@microblink/blinkid-in-browser-sdk
Version:
A simple ID scanning library for WebAssembly-enabled browsers.
780 lines (714 loc) • 28.7 kB
text/typescript
/**
* Copyright (c) Microblink Ltd. All rights reserved.
*/
import
{
RecognizerRunner,
RecognizerResultState
} from "./DataStructures";
import { captureFrame } from "./FrameCapture";
/**
* Preferred type of camera to be used when opening the camera feed.
*/
export enum PreferredCameraType
{
/** Prefer back facing camera */
BackFacingCamera,
/** Prefer front facing camera */
FrontFacingCamera
}
/**
* Explanation why VideoRecognizer has failed to open the camera feed.
*/
export enum NotSupportedReason
{
/** navigator.mediaDevices.getUserMedia is not supported by current browser for current context. */
MediaDevicesNotSupported = "MediaDevicesNotSupported",
/** Camera with requested features is not available on current device. */
CameraNotFound = "CameraNotFound",
/** Camera access was not granted by the user. */
CameraNotAllowed = "CameraNotAllowed",
/** Unable to start playing because camera is already in use. */
CameraInUse = "CameraInUse",
/** Camera is currently not available due to a OS or hardware error. */
CameraNotAvailable = "CameraNotAvailable",
/** There is no provided video element to which the camera feed should be redirected. */
VideoElementNotProvided = "VideoElementNotProvided"
}
/**
* The error object thrown when VideoRecognizer fails to open the camera feed.
*/
export class VideoRecognizerError extends Error
{
/** The reason why opening the camera failed. */
readonly reason: NotSupportedReason;
/* eslint-disable @typescript-eslint/no-explicit-any */
constructor( reason: NotSupportedReason, ...params: any[] )
{
super( ...params );
this.reason = reason;
this.name = "VideoRecognizerError";
}
/* eslint-enable @typescript-eslint/no-explicit-any */
}
/**
* Indicates mode of recognition in VideoRecognizer.
*/
export enum VideoRecognitionMode
{
/** Normal recognition */
Recognition,
/** Indefinite scan. Useful for profiling the performance of scan (using onDebugText metadata callback) */
RecognitionTest,
/** Only detection. Useful for profiling the performance of detection (using onDebugText metadata callback) */
DetectionTest
}
/**
* Invoked when VideoRecognizer finishes the recognition of the video stream.
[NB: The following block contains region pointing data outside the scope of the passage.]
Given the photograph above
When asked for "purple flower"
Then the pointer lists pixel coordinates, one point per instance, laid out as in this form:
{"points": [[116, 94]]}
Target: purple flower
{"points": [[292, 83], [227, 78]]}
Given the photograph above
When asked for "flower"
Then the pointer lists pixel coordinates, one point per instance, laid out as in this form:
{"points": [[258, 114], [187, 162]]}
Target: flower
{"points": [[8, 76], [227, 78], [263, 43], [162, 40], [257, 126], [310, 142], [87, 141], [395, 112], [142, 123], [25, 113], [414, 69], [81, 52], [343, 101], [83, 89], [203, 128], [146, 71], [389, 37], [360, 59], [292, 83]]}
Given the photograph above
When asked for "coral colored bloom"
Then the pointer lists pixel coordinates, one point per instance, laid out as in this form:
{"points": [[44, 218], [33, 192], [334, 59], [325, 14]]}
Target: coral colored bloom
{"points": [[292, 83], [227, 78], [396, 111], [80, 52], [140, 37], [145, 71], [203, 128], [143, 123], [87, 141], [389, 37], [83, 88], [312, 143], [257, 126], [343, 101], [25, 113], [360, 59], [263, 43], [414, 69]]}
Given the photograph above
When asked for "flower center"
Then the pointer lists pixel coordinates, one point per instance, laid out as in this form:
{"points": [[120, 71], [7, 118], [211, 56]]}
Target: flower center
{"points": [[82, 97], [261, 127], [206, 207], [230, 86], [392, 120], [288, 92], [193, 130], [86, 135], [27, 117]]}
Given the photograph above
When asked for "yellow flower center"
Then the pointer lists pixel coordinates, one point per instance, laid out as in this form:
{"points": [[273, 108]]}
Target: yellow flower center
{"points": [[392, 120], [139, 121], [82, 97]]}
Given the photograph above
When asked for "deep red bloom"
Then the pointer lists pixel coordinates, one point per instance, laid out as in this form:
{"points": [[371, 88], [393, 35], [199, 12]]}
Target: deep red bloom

* @param recognitionState The state of recognition after finishing. If RecognizerResultState.Empty or
* RecognizerResultState.Empty are returned, this indicates that the scanning
* was cancelled or timeout has been reached.
*/
export type OnScanningDone = ( recognitionState: RecognizerResultState ) => Promise< void > | void;
/**
* A wrapper around RecognizerRunner that can use it to perform recognition of video feeds - either from live camera or
* from predefined video file.
*/
export class VideoRecognizer
{
/**
* Creates a new VideoRecognizer by opening a camera stream and attaching it to given HTMLVideoElement. If camera
* cannot be accessed, the returned promise will be rejected.
*
* @param cameraFeed HTMLVideoELement to which camera stream should be attached
* @param recognizerRunner RecognizerRunner that should be used for video stream recognition
* @param cameraId User can provide specific camera ID to be selected and used
* @param preferredCameraType Whether back facing or front facing camera is preferred. Obeyed only if there is
* a choice (i.e. if device has only front-facing camera, the opened camera will be a front-facing camera,
* regardless of preference)
*/
static async createVideoRecognizerFromCameraStream
(
cameraFeed: HTMLVideoElement,
recognizerRunner: RecognizerRunner,
cameraId: string | null = null,
preferredCameraType: PreferredCameraType = PreferredCameraType.BackFacingCamera
): Promise< VideoRecognizer >
{
// TODO: refactor this function into async/await syntax, instead of reject use throw
/* eslint-disable */
return new Promise< VideoRecognizer >
(
async ( resolve, reject ) =>
{
// Check for tag name intentionally left out, so it's possible to use VideoRecognizer with custom elements.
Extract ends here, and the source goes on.